<h1>Research Question</h1>
Can we reliably predict a county's electric vehicle (EV) registrations based of of vehicles' model year, manufacturer brand, electric range, and other factors in Washington State?

In [1]:
import matplotlib.pyplot as plt
import numpy as np
import pandas as pd
import seaborn as sns
import duckdb

from sklearn.linear_model import LinearRegression, LogisticRegression
from sklearn.model_selection import train_test_split, \
    KFold, cross_val_score
from sklearn.metrics import root_mean_squared_error, mean_absolute_error, \
    mean_absolute_percentage_error, accuracy_score, precision_score, \
        recall_score, f1_score, precision_recall_curve
from sklearn import preprocessing

## Data Description
We are using a dataset that shows the Battery Electric Vehicles (BEVs) and Plug-in Hybrid Electric Vehicles (PHEVs) that are currently registered through Washington State Department of Licensing (DOL).

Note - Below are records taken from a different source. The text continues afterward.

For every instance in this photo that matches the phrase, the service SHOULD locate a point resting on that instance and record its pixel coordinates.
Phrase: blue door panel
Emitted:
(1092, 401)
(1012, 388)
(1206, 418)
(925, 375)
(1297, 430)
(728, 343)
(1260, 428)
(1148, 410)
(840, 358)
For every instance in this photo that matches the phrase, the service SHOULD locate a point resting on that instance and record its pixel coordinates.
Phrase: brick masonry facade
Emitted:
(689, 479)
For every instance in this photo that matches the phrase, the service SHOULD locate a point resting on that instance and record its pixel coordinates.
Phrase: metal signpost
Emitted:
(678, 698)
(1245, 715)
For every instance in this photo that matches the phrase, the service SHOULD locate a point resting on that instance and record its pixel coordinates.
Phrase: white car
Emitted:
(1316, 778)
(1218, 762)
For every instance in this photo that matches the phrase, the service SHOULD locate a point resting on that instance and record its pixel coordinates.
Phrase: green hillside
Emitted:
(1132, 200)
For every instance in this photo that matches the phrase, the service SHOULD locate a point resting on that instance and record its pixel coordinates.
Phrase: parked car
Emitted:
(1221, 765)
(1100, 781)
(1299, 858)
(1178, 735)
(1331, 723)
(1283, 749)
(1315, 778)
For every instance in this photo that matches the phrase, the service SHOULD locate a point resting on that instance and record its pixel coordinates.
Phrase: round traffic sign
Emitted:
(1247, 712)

It provides key information about vehicle registrations, tax exemptions, and eligibility criteria for clean alternative fuel vehicles, and is updated regularly, with the monthly vehicle count subject to changes due to county assignment processes during registration. A Battery Electric Vehicle (BEV) is an all-electric vehicle using one or more batteries to store the electrical energy that powers the motor and is charged by plugging the vehicle in to an electric power source. A Plug-in Hybrid Electric Vehicle (PHEV) is a vehicle that uses one or more batteries to power an electric motor; uses another fuel, such as gasoline or diesel, to power an internal combustion engine or other propulsion source; and is charged by plugging the vehicle in to an electric power source.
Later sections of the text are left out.